The Sikorsky family, like the hotel, was largely inspired by
Grossinger's, which my wife and I explored in 2014, before it was destroyed.
Grossinger's had an interesting history, with a persistent,
ambitious patriarch, and his daughter, Jenny, who was a famous figure in the
Catskills--a beloved, almost revered woman who steered the hotel into fame and
fortune in the ‘60s. So that genealogical set-up in my novel is basically taken
right out of the Grossinger family history.
Q: As you’ve discussed, the novel takes place at a Catskills
resort. How important is setting to you in your writing?
A: Setting is more or less important, I think, depending on
the story or novel.
In the case of The Hotel Neversink, the setting is
everything--the hotel is a kind of mainspring around which all the characters
turn.
Especially since the book takes place over the course of
decades, it provides a more or less stable objective element that helped me
examine the way the characters, and the world, changed over the years.

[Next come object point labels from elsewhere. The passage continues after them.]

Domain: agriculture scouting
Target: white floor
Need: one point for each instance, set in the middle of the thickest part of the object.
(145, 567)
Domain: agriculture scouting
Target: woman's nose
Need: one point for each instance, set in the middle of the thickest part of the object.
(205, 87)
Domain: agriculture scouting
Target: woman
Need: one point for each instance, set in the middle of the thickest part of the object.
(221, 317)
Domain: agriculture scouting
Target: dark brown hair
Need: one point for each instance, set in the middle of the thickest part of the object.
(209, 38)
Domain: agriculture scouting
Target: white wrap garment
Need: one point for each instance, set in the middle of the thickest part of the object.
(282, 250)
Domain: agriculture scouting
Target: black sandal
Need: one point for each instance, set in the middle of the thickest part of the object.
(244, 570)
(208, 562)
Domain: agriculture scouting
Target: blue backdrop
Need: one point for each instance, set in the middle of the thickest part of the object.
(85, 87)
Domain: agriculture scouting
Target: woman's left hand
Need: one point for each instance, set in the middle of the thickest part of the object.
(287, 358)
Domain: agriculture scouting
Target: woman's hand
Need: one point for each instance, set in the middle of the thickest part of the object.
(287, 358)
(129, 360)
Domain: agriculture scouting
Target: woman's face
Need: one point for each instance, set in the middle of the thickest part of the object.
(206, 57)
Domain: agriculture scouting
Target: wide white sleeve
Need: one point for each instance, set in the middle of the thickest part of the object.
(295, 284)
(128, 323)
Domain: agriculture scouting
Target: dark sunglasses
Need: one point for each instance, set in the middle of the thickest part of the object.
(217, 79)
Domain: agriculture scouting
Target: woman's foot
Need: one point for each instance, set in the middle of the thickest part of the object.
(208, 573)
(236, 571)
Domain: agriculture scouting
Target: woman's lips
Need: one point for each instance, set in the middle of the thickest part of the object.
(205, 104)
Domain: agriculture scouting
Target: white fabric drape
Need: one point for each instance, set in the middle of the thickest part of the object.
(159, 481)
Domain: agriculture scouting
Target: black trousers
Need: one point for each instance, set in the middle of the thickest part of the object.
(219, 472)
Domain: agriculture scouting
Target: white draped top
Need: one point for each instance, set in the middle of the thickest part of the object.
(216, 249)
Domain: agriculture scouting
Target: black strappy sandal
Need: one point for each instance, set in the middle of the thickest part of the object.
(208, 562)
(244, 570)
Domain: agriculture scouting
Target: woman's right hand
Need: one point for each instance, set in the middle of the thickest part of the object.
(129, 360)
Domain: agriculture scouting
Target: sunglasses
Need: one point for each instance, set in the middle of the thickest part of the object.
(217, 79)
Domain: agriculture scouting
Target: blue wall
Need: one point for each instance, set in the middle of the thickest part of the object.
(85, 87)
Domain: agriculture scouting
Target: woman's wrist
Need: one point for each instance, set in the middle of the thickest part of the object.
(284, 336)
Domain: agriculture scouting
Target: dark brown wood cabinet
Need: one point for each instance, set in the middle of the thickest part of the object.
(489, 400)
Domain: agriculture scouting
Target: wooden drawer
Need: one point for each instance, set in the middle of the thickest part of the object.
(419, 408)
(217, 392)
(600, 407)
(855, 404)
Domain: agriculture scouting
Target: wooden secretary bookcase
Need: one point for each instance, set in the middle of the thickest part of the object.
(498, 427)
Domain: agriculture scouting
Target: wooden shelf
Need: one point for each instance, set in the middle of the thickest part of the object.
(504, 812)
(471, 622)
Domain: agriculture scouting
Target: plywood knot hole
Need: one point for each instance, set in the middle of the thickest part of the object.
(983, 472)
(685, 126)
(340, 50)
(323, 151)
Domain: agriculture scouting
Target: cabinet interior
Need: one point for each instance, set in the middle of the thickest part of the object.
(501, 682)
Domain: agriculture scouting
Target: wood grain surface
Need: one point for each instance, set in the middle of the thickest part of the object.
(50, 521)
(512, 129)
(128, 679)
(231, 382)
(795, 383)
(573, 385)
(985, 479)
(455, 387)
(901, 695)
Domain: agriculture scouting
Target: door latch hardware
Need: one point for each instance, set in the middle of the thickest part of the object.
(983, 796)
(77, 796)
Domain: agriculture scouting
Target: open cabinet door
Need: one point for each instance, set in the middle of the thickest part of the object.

The book
simply could not have taken place anywhere else.
But I think it depends on the project. There are books in
which setting is less important--my first novel, for example, The Grand Tour,
features a road trip plot, but the specific cities and towns featured in it are
somewhat arbitrary.
Q: Did you need to do any research to recreate the various
time periods you were writing about in The Hotel Neversink?
A: Yes, I had to do quite a bit of research here and there
about what things looked like. When Rachel goes to New York in the late '70s,
for example--what did the Plaza look like then? And certainly lots of things
about the mid-century Catskills hotels, how people dressed, and so on.
But honestly, I'm not really as much of a stickler about
that stuff as a lot of people. I want to get things right enough, plausible
enough, that they aren't distracting, but at the same time, I'm not writing
non-fiction. I don't feel the burden that some people to do to be completely
accurate--it's all made up.
Q: Did you know how the novel would end before you started
writing it, or did you make many changes along the way?
A: The novel started as a novel-in-stories, and the murder
mystery element was kind of grafted on and reinforced over time. So I
definitely did not know how it would end in the beginning.
It's hard to remember, but I'd say it was probably at least
halfway through the three-year writing process that I figured out the ending.
Q: What are you working on now?
A: I'm working on three different novels right now. One is
sort of a dystopian comedy. One is an faux-autofictional takeoff of Don Quixote.
And one is a kind of hybrid essay/fiction thing about my father.